The two big points made are that climate is unstable and sometimes prone to big abrupt shifts and that human emissions of greenhouse gasses (GHG) are ‘poking the ill-tempered beast with a sharp stick.’
Broecker’s book claims that the two most plausible threats from climate change are sea level rise – from melting ice in Greenland and West Antarctica – and droughts induced by changes in wind patters and precipitation. It also mentions the possibility of a thermohaline circulation collapse.
The book does not contemplate truly catastrophic runaway climate change scenarios, in which the full potential of burning tropical forests and melting permafrost is brought to bear. Instead, it restrains itself to the possibility of a 14 metre sea level rise – possibly over centuries – and the emergence of very profound droughts in some areas that extend for hundreds of years.
The book highlights how there are big uncertainties about the timing of changes, but asserts strongly that prompt and extensive mitigation action is required.
What is to be done?
Where Monbiot and Romm have detailed plans for emission reductions through different wedges, Broecker asserts that the best mechanism for dealing with rising atmospheric GHG concentrations is to do as follows:
- Use a huge number of machines to absorb carbon dioxide (CO2) directly from the air.
- Store it temporarily in a chemical compound.
- Separate the compound from the CO2, recycling the former for re-use in the machines.
- Bury the CO2. This can be done in the deep ocean (delaying emissions from right now until later, ‘shaving the peak’ of the concentration rise), in old oil and gas fields, or in saline aquifers.
At the same time:
- Dig up enormous quantities of carbon absorbing ultramafic rock.
- Grind these to fine powder.
- Let them absorb atmospheric CO2
- Dump the carbon-bonded rock somewhere
At the same time, emissions from fixed sources like power plants should be captured and stored. With this combination of activities, the authors assert, we could reduce the global concentration of GHGs to whatever level we prefer.
This scheme strikes me as very impractical. Every chemical step can be accomplished, but the matters of scale and energy make me doubt whether this could ever be used on a global level. Broecker assumes that our total emissions will continue to grow, from the present level of about 29 gigatonnes. The sustainable level is about 5 gigatonnes, so we would need to deploy an enormous array of capture stations, provide them with carbon-absorbing chemicals, process those chemicals once they are exposed, return them to the machines, and bury the CO2. Even if it would be technically possible to do all this, it is not at all clear that doing so would be cheaper or easier than cutting down on total energy usage, while also investing in the development and deployment of renewable power.
Even if climate change could be addressed, a society built on fossil fuels cannot last. The scheme basically assumes unlimited access to hydrocarbon energy, combined with very limited potential for renewables. To explain why, think about the energy chains involved. Broecker repeatedly asserts that it will take only a fraction of the energy from a set quantity of hydrocarbons to absorb and sequester the resultant GHGs. He basically assumes that we will have cheap coal at least for the foreseeable future. There is reason to doubt this. While we will not exhaust oil, gas, or coal by the end of the century, we may approach or pass the point where it takes as much energy to extract and process as it contains. In that case, we would need renewables regardless of whether we had capture capabilities or not.

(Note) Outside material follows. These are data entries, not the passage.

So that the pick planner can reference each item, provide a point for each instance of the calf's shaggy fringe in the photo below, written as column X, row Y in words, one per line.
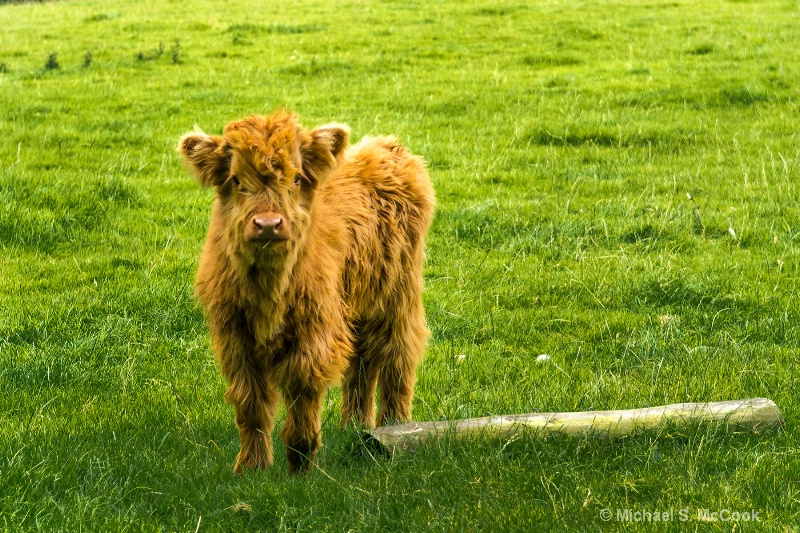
column 311, row 275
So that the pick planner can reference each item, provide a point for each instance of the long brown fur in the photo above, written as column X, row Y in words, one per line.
column 335, row 296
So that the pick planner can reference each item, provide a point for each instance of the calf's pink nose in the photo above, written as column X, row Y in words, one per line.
column 269, row 227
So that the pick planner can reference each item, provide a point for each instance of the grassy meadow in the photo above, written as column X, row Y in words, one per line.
column 618, row 187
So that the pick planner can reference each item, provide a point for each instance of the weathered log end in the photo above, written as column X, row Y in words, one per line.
column 755, row 414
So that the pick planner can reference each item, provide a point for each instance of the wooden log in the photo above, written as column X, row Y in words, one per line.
column 754, row 414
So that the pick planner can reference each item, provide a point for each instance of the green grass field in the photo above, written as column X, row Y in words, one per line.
column 618, row 188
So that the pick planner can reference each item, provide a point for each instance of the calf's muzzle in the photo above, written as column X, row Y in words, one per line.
column 268, row 226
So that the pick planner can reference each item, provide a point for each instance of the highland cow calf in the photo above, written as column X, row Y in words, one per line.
column 311, row 274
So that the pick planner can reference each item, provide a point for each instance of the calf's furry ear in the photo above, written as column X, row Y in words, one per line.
column 207, row 156
column 322, row 149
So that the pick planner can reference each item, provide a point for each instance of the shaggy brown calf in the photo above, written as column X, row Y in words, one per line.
column 311, row 274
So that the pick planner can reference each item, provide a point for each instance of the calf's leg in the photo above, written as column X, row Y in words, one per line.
column 358, row 389
column 399, row 356
column 302, row 431
column 255, row 402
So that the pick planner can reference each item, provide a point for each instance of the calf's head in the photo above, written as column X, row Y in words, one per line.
column 266, row 172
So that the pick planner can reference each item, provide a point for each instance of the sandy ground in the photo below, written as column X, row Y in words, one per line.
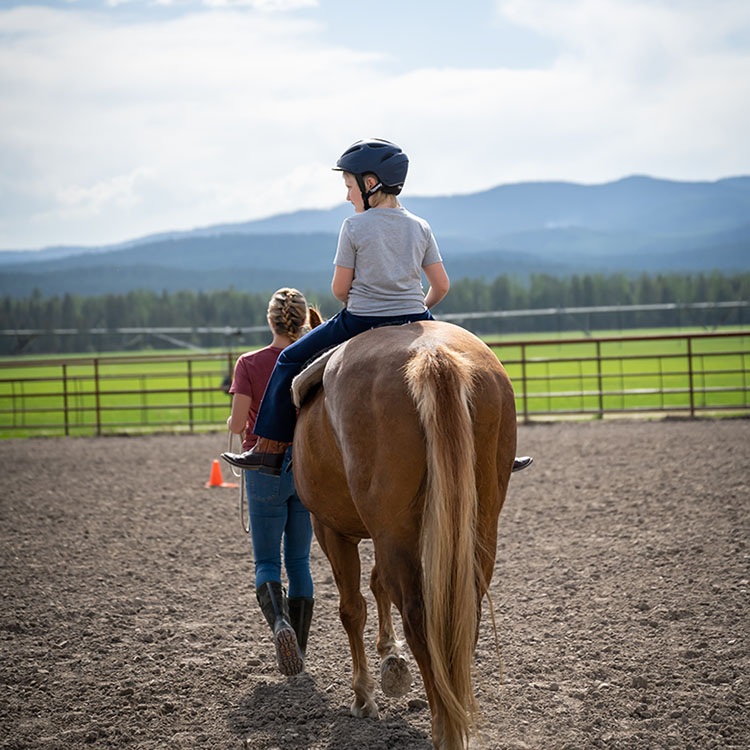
column 128, row 616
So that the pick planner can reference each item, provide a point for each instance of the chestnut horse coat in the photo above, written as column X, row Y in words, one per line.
column 410, row 442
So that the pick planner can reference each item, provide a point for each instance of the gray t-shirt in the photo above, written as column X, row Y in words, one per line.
column 387, row 248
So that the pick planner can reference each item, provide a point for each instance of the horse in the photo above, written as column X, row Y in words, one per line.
column 410, row 442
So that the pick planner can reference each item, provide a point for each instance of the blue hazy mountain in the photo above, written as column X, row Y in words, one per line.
column 633, row 225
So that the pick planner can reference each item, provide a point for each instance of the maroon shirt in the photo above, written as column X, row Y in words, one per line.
column 251, row 374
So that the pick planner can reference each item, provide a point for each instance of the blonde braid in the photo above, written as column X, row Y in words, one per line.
column 287, row 311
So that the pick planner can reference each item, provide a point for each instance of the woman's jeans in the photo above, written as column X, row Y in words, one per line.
column 277, row 414
column 277, row 514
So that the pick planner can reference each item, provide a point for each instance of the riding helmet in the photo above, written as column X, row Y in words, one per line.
column 383, row 158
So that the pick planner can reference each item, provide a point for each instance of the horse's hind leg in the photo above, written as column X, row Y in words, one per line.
column 343, row 555
column 395, row 678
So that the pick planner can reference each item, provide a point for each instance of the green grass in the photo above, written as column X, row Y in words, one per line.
column 137, row 394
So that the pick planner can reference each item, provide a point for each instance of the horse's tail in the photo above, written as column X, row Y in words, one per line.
column 441, row 384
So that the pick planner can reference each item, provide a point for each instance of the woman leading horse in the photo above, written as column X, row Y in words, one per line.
column 411, row 442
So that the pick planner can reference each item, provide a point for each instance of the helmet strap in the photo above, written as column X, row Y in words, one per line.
column 365, row 192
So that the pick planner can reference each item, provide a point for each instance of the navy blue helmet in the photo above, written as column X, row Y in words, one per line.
column 384, row 159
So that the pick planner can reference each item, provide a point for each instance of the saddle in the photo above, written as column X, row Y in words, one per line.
column 311, row 376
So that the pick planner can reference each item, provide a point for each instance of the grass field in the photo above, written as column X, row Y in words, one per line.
column 582, row 376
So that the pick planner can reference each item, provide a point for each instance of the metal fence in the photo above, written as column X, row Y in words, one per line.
column 685, row 373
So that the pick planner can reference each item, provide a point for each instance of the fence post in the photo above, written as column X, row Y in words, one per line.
column 190, row 393
column 690, row 375
column 599, row 378
column 65, row 399
column 525, row 385
column 96, row 396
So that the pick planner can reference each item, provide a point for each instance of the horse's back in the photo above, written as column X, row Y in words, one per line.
column 362, row 435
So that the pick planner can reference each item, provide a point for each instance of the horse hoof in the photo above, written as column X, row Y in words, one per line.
column 367, row 711
column 395, row 678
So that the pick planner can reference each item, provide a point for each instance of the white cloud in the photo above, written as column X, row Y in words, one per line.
column 114, row 129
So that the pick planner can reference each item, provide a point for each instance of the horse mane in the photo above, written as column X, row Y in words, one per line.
column 441, row 382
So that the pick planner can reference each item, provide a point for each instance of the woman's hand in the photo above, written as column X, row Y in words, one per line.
column 240, row 409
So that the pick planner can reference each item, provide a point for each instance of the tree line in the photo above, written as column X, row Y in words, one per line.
column 232, row 308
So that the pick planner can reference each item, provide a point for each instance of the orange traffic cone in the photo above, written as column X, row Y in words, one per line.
column 216, row 479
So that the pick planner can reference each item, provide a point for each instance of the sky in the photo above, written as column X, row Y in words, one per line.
column 123, row 118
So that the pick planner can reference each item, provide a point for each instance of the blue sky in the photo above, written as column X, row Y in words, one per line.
column 122, row 118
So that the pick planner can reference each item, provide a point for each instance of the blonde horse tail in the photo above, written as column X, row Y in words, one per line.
column 441, row 383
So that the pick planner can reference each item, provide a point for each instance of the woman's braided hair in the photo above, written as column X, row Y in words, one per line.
column 289, row 313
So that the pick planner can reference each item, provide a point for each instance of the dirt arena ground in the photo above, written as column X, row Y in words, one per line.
column 128, row 617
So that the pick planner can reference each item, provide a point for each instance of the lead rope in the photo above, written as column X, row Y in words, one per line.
column 240, row 475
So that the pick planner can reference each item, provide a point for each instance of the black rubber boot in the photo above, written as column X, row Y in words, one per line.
column 300, row 616
column 273, row 603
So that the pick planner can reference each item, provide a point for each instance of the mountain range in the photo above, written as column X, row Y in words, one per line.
column 634, row 225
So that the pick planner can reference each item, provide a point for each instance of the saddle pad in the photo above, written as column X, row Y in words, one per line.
column 311, row 376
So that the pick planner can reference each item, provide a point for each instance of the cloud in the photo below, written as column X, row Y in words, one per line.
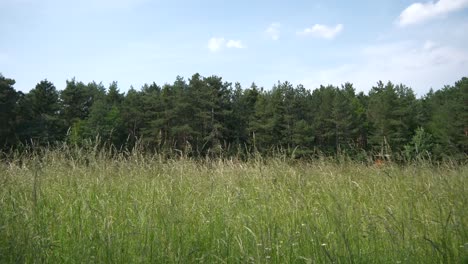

In the end, the book is a relatively interesting one. If you want detailed information on paleoclimatology, Alley’s book is probably a better choice. If you are looking for relatively practical solutions to the climate change problem, Romm and Monbiot are probably better bets. That being said, reading this book will definitely inject a few new ideas into your thinking about climate, climate science, and how humanity is to respond. It is also worth noting that it is possible that capturing CO2 straight from the air will prove viable in terms of energy and economics. If so, we should see firms starting to do it pretty soon after a decent carbon price is imposed in developed states.